Cultural Trends, the journal that champions the need for better evidence-based analyses of the cultural sector, is delighted to provide a major opportunity for researchers to consider whether what Tony Blair described as a Golden Age, in a 2007 valedictory speech at the Tate, actually existed. Questions to be considered include:
*What did it achieve?
* What might the effects of the recession on the cultural sector be in terms of changes in audiences and audience profiles, the economics of the sector and its financial impacts?
*How might government policy, and the sector itself – whether in the UK, Europe and elsewhere – assess its legacy and learn the lessons that inform a post-recession economy?
A “Golden Age”? provides the occasion for cultural commentators, policy analysts and historians to brigade the evidence for cultural achievements since 1997 and consider the relationship between culture and recessions since the 1970s. While this might appear retrospective, we are also keen to look forward and bring together ideas for the longer term impacts of what we observe and to develop hypotheses about cultural policy and activity in the future.

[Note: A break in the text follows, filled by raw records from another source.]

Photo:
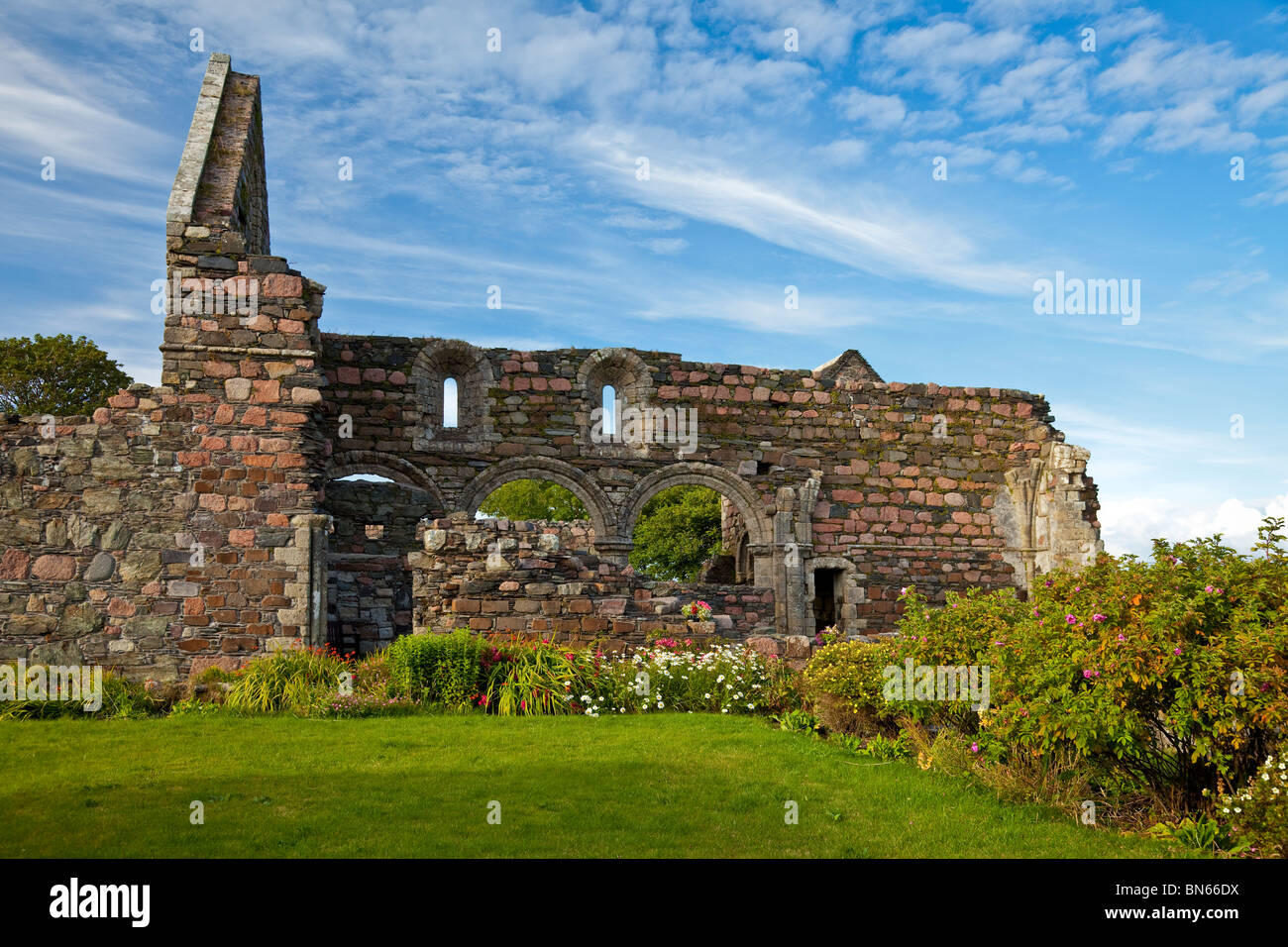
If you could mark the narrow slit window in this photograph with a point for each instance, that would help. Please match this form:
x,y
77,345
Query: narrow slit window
x,y
608,402
450,402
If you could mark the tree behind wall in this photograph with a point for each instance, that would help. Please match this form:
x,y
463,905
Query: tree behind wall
x,y
678,530
55,375
531,499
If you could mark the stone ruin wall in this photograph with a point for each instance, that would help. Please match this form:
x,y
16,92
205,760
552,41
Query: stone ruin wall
x,y
206,521
536,578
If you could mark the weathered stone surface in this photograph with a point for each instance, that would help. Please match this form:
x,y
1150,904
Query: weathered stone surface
x,y
222,489
101,569
53,569
14,566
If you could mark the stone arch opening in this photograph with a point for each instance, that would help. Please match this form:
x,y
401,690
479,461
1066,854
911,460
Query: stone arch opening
x,y
738,492
578,482
445,360
832,587
369,579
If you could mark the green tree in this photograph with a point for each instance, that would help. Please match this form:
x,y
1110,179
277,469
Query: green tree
x,y
533,500
678,530
55,375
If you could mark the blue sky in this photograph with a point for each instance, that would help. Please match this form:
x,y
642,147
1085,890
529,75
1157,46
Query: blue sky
x,y
768,167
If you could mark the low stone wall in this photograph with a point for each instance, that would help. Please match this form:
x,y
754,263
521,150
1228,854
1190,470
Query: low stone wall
x,y
544,579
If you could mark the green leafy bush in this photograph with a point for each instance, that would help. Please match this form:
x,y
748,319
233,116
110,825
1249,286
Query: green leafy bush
x,y
1163,680
844,684
438,668
1257,814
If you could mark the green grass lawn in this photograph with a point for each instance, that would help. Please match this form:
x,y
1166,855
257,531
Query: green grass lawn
x,y
635,787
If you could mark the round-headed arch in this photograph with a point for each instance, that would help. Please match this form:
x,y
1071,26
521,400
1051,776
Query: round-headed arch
x,y
385,466
747,501
561,472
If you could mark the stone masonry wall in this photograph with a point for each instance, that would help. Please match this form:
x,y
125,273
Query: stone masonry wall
x,y
188,523
520,578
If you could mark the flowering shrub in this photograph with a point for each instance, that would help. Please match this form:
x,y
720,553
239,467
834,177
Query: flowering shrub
x,y
1160,678
728,678
1171,673
1257,815
844,684
437,669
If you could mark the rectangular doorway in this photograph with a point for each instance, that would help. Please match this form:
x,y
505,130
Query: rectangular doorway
x,y
827,596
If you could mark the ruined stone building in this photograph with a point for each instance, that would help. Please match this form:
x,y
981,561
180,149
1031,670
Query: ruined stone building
x,y
214,518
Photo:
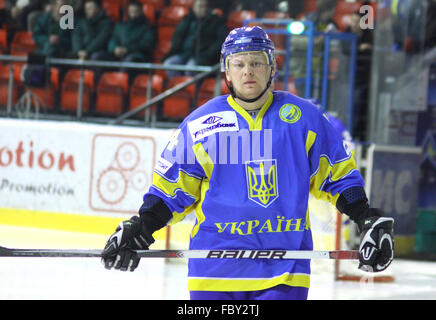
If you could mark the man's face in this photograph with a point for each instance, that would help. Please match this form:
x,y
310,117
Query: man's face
x,y
200,8
249,73
91,9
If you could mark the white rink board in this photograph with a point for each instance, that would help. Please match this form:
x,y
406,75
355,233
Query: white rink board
x,y
76,168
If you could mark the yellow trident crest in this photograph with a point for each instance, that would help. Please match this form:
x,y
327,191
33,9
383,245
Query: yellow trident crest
x,y
262,181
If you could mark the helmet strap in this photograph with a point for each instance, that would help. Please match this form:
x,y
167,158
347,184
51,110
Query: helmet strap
x,y
233,93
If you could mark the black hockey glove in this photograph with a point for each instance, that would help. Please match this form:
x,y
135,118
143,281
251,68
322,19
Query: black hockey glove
x,y
119,251
376,250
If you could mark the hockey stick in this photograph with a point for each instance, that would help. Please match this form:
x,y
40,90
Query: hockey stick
x,y
191,254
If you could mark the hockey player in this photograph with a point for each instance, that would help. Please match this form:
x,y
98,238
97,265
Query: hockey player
x,y
246,163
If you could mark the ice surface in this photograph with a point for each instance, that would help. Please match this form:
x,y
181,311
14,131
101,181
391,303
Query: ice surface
x,y
156,279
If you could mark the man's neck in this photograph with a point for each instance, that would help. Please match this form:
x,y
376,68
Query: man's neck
x,y
253,105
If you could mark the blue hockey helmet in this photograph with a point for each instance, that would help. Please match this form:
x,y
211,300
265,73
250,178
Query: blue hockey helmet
x,y
247,39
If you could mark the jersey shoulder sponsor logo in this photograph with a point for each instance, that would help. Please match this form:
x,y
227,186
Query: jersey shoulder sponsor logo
x,y
213,123
290,113
162,165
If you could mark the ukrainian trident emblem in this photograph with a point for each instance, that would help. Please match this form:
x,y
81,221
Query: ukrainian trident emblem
x,y
262,181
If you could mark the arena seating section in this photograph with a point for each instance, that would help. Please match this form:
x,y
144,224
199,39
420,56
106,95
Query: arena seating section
x,y
114,93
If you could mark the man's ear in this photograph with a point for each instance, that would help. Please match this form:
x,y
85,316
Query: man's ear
x,y
228,76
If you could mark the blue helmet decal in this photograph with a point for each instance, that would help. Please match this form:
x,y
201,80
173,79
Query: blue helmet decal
x,y
247,39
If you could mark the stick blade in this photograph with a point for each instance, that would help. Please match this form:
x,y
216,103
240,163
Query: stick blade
x,y
344,255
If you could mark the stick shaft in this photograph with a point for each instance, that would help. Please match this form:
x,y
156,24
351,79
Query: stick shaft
x,y
191,254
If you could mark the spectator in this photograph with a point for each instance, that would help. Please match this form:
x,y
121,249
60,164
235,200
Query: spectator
x,y
92,33
134,39
197,38
323,22
18,12
47,34
362,74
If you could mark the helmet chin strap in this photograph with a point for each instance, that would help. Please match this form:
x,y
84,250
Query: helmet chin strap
x,y
233,93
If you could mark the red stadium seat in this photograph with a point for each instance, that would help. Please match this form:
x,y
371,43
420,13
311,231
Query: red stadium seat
x,y
149,12
186,3
3,41
207,90
22,43
4,86
178,105
111,92
112,10
70,90
138,90
172,15
46,94
236,18
157,4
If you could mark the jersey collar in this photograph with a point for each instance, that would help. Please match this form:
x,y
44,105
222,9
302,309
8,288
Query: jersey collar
x,y
253,124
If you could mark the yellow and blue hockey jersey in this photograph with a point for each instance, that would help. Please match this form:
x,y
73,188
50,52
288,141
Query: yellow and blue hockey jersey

Well, state-supported looting of archaeological sites for collectables for entertainment and profit was instituted in 1997 with the pilot scheme of the PAS. Since then, the erosion of the archaeological record has got worse, and the wildness of the claims that this is in any way mitigated by the production of archaeological information and the "rescue" (sic) of evidence even more unbelieable. New Labour's "cultural policy" towards the buried archaeological heritage certainly seems to have been awfully wrong-headed. Let us see some proper debate on the erosive effects of the artefact hunting rather than the current "what a lot of luvverly trezures we've got hoiked out" idiocies we hear so much about instead.